How do you catch a killer…
When the only evidence is a dream?
James Garrett was critically injured when he was shot following his parents’ execution, and no one expected him to waken from a deep, traumatic coma. When he does, nine years later, Detective Inspector Rebecca Kent is tasked with closing the case that her now retired colleague, Theodore Tate, failed to solve all those years ago.
But between that, and hunting for Copy Joe – a murderer on a spree, who’s imitating Christchurch’s most notorious serial killer – she’s going to need Tate’s help. Especially when they learn that James has lived out another life in his nine-year coma, and there are things he couldn’t possibly know, including the fact that Copy Joe isn’t the only serial killer in town…
Review
A brief look in any bookshop and you will soon see how big the thriller genre is! So, to be able to stand out from the crowd in an unusual or good way, to be better than those around you, the book really needs to be remarkably good. The Pain Tourist by Paul Cleave does so because it is clever, intricately plotted and pays attention to the elements that matter, character, setting and story.
So many thrillers are all just about the ‘twist’ in the narrative, the cover literally shouting at you, that you’ll never see the curve ball being thrown at the reader. Sadly, more often than not, you do, that and you end up feeling buffeted by the constant blows as the story twists so often, the story becoming lost in amongst the maelstrom of events. The story too hard to follow, without the aid of some paracetamol and a lie down in a dark room. Here, in The Pain Tourist, the twists and turns that are a staple part of the thriller genre are used sparingly and as a result have far more impact. The drama becoming subtle, intricately woven into the story and not dominating it. God, how I loved that, that feeling that you just have to read one more chapter, than one more, because you are drawn in, so involved that sleep becomes a luxury and not a necessity. Paul Cleave for me understands that less is more and uses that with such skill, you really don’t see as he leads you down a one-way street, forcing you then to do an about turn, leaving previous assumptions behind you.

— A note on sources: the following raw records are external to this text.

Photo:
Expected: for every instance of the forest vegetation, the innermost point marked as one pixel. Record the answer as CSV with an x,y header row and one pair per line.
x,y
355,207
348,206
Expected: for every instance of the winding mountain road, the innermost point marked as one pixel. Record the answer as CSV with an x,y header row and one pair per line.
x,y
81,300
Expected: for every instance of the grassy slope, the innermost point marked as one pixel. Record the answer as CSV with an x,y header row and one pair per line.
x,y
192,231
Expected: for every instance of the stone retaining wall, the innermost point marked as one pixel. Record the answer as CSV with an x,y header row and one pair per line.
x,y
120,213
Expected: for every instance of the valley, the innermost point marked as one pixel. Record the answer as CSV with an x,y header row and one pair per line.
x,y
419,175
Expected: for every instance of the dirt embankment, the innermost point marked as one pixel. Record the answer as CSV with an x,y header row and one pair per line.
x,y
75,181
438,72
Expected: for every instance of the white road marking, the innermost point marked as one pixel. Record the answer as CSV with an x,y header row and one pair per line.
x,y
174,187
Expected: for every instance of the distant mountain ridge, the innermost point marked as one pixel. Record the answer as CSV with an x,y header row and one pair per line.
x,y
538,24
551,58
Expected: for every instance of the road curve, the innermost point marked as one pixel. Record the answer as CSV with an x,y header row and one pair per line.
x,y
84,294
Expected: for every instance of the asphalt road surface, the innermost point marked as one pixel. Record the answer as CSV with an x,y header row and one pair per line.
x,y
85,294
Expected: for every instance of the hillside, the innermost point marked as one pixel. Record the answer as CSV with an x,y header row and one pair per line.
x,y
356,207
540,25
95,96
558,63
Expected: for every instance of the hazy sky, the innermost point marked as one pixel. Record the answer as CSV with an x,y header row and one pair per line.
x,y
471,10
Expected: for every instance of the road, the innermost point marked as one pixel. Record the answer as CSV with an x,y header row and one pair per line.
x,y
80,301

The story contains multiple threads, which if they are to work, need to be woven together perfectly, or it all unravels into an impregnable mess. To me they worked utterly and by the end, it felt that I was looking at the literary equivalent of one of my grandmother’s pieces of embroidery, where you could never tell the difference between the back and the front, so great was her skill and talent. In The Pain Tourist we have three stories running side by side, with multiple characters connecting them. James Garret and his parent’s murders, a copycat killer whose thirst for fame and notoriety bring terror to Christchurch and a killer who has stalked the women of this city while hiding in plain sight. At no point does it become confused, start to unravel or lose its way! Perfection as far as I am concerned.
The characters are brilliant, so much so I hope and pray this is not the last we hear of them. Detective Inspector Rebecca Kent and former police officer Theodore Tate are like all of us flawed, but at their very core, they are good people. Good people make mistakes, are even capable of actions many of us would find it difficult to imagine doing ourselves, but that is where the author pull out his ace card, he shows that under the right circumstances, any person can do things out of desperation, self-preservation, even from a place of pain and revenge. He plays off the more law-abiding Kent against Tate, whose past has created a more fluid character, whose pain and addictive nature makes him more capable of straying from the ‘acceptable’ path, because he reacts to the pull of the darker side of his nature.
This a novel from the pen of an author whose books don’t need statements such as ‘you will never see the twist coming’ flashing from the front cover, his writing speaks for itself. It is superb and you really need to add it to your book collection, thriller reader or not, because words are used as weapons, not stickers and endless hackneyed over used phrases stuck to the front cover.
You can purchase this novel directly from the publisher Orenda Books. From Waterstones and Amazon or from your local independent bookshop!
About the author

Paul is an award winning author who often divides his time between his home city of Christchurch, New Zealand, where most of his novels are set, and Europe. He’s won the New Zealand Ngaio Marsh Award three times, the Saint-Maur book festival’s crime novel of the year award in France, and has been shortlisted for the Edgar and the Barry in the US and the Ned Kelly in Australia. HIs books have been translated into over twenty languages. He’s thrown his Frisbee in over forty countries, plays tennis badly, golf even worse, and has two cats – which is often two too many. The critically acclaimed The Quiet People was published in 2021, with The Pain Tourist to follow in 2022.